The few positive sentiments in that statement are nice to read but one has to wonder what chance Norwegian really has of getting out of this mess.

Realistically, between now and the end of April, most countries will not be able to vaccinate more than their key workers and their more vulnerable citizens, so with the virus now mutating and spreading quicker than ever (in some regions), we’re unlikely to see any kind of significant uptick in European or transatlantic air traffic much before the summer…and even then the number of people traveling will be nowhere near the numbers that were traveling in the summer of 2019. Personally, I don’t expect to see any kind of significant uptick in numbers before 4Q this year.

Norwegian’s problem is that it doesn’t just need people to start flying again, it needs a LOT of people to start flying again if it is to remain in business as a major transatlantic player and that’s not going to happen any time soon. I really hope that things get better for Norwegian (sooner rather than later) as I think it has a significant role to play in keeping travel equitable, but I’m struggling to see how it will get itself out of the mess that it’s currently in.

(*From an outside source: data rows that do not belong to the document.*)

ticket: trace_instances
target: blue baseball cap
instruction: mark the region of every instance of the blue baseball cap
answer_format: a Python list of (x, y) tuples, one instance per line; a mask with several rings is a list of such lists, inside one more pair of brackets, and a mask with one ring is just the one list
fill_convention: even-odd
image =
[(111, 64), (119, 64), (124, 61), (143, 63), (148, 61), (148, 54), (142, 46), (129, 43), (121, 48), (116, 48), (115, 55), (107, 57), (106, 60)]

Going from operating over 100 aircraft and hundreds of daily flights to operating just 9 aircraft per day is easy. It’s called having a disaster. Going from 9 flights per day to where Norwegian once was is a completely different matter and, sadly, I cannot see it happening. As things stand, this is probably going to be one miraculous escape attempt too many for Norwegian.

Featured image courtesy of Norwegian


  1. Equitable travel may be a nobel goal but if you can’t pay the bills its just fiscal suicide. Norwegian was bleeding cash long before covid and the trent issues, rather than pull back and conserve cash they just kept expanding… and burning more cash. Again, fiscal suicide. Also remember IAG offered their cash strapped, debt ridden company a nice by out. They declined.